Travis Leldon LaRue (January 6, 1913 – November 14, 2009) was an American politician who served as the 46th mayor of Austin from 1969 to 1971. LaRue was the last Mayor of Austin to be elected by Austin City Council rather than a direct election by city voters.

LaRue was elected Mayor by the Austin City Council in 1969, becoming the last mayor to be chosen by the city council. In 1971, LaRue ran for a second term in Austin's first direct mayoral election. However, LaRue was soundly defeated by challenger Roy Butler in a landslide election.

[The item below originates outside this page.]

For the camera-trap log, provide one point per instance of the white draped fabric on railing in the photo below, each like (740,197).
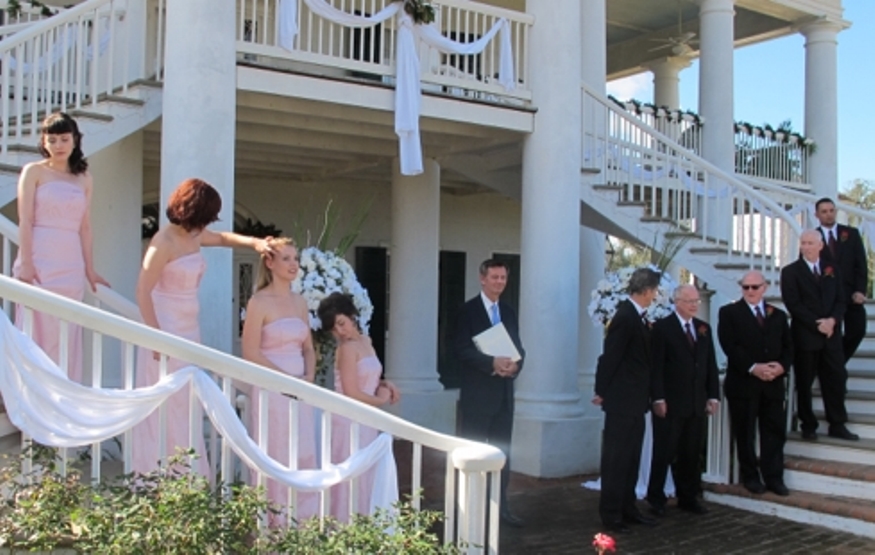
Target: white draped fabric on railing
(55,411)
(407,72)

Butler received 65% of the voter, while incumbent Mayor LaRue garnered just 15%.

LaRue died on November 14, 2009, at the age of 96. A private memorial service was held at the Weed-Corley-Fish funeral home in Austin. In a statement, Mayor Lee Leffingwell expressed condolences on LaRue's death, "Mayor LaRue served during a period when the City Council chose one of their own to serve as mayor. As a public servant, Mayor Larue dedicated much of his time and energy to ensuring the welfare of our community. Our deepest condolences go out to the family of Mayor Travis Larue."

LaRue died just one day after the death of his successor as Mayor of Austin, Roy Butler. Butler died of complications from a fall on November 13, 2009, at the age of 83.